The narrator of Narcopolis arrives in Bombay in the 1970’s or early 80’s after he’s been thrown out of the United States. He finds Rashid’s opium den, where he meets such characters as Dimple, a hijra, or transsexual woman, who prepares the opium and works in a nearby brothel; Rashid, who has the best opium in Bombay; and Rumi, a low-level criminal. The novel is made up of linked short stories that follow the various characters until returning to the narrator many years later.

Pimps, pushers, and junkies are not my favorite subject matter, and I would not normally choose this book to read, but it is part of my Booker prize project. By around page 50, when the narrator attends a ridiculous lecture by a poet/artist named Xavier, I realized I had no idea what was going on and almost quit reading. However, soon I was taken up by the much more interesting stories of Dimple and Mr. Lee.

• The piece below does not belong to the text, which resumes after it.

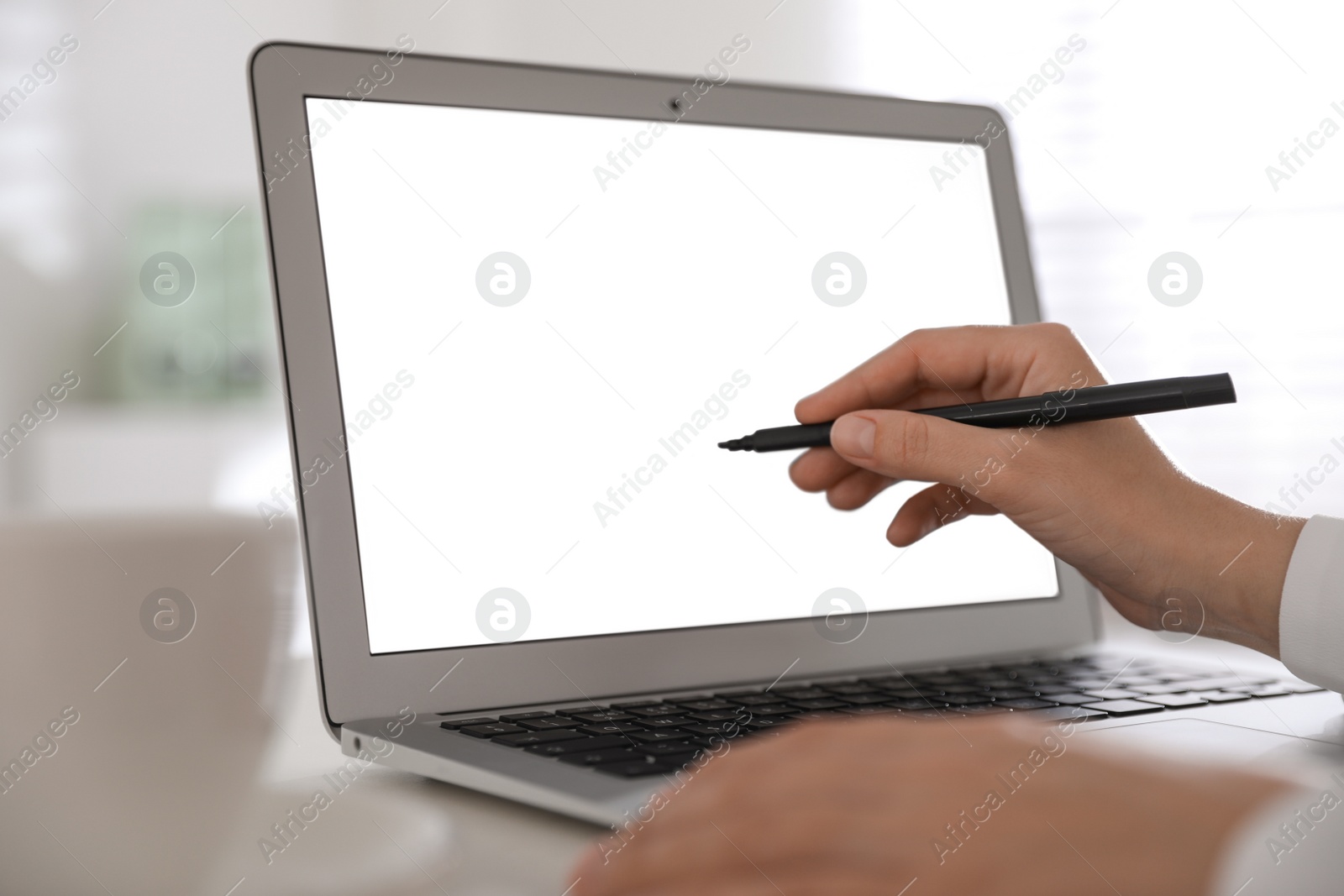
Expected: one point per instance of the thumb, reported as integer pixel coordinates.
(916, 446)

I was jarred to find one Goodreads reviewer referring to this gritty book as nostalgia, considering it mostly deals with drug addiction and sexual exploitation. Still, by the end of the novel, which takes place closer to the present, things are so much worse that I got his point.

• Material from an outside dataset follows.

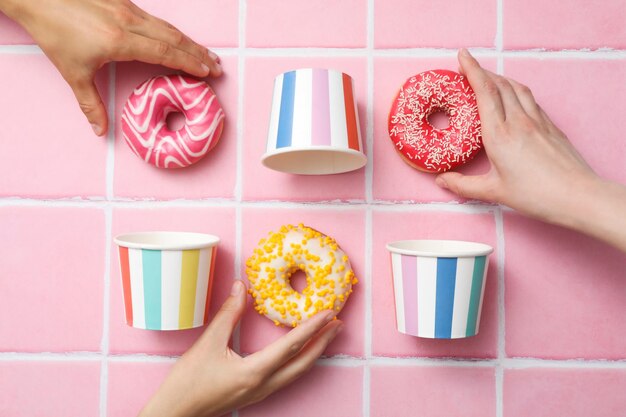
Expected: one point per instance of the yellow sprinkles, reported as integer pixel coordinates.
(329, 275)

I felt that the characters’ speech, when philosophical, sounds like it comes out of a textbook, and in other moods is unrealistic in other ways. I also thought that there was no reason to subject readers to such things as Xavier’s speech, the entire plot of the book written by Mr. Lee’s father, most of the characters’ dreams (I hate reading about dreams in fiction), the long description of a new form of poetry, and so on.

Did I like this novel? Not very much.